4 BAC with difficult region
For the BAC plot we use a PacBio assembly of a BAC (labelled number 22). We
have several tracks of data: three contig alignments, three read alignments,
and a GC content and homopolymer track. The PacBio assembly of BAC 22 is
contained in bac22.fasta.
4.1 Contig alignment
For the contig alignments we use bwa-mem.
| name | filename |
|---|---|
| Supernova | 10x |
| Discovar | discovar-contig |
| Falcon | falcon |
#!/bin/bash bwa index data/bac22.fasta IFS=',' while read name filename; do bwa mem data/bac22.fasta data/${filename}.fasta \ | samtools view -b - > data/pb-${filename}.bam sambamba sort data/pb-${filename}.bam done <<< "$table"

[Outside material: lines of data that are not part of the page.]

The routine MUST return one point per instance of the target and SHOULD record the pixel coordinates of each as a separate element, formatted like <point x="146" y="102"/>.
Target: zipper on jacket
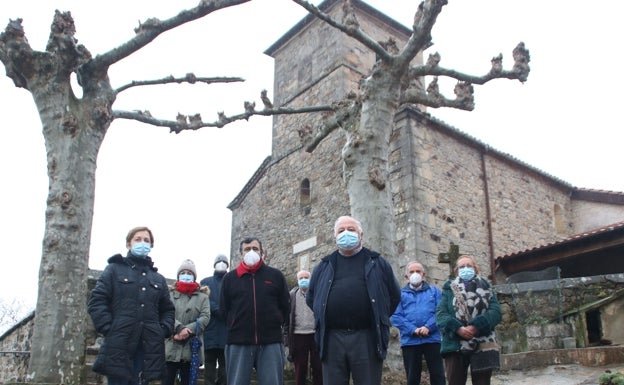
<point x="253" y="287"/>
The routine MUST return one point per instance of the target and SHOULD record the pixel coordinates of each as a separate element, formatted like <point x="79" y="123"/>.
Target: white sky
<point x="564" y="120"/>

The sam-to-R.py script takes multiple SAM input files and outputs a table
for plotting with ggplot. Optional parameters are -m for minimum length of
the alignment and -i for minimum percent identity, both of which are
calculated from the CIGAR string for each alignment in the SAM file. The first
positional parameter provides a short name for each of the following
alignments, which is embedded in the table, and then the alignment files
follow. We use process substitution so we can use BAM files, ensuring that the
SAM header is present by using the -h flag for samtools view.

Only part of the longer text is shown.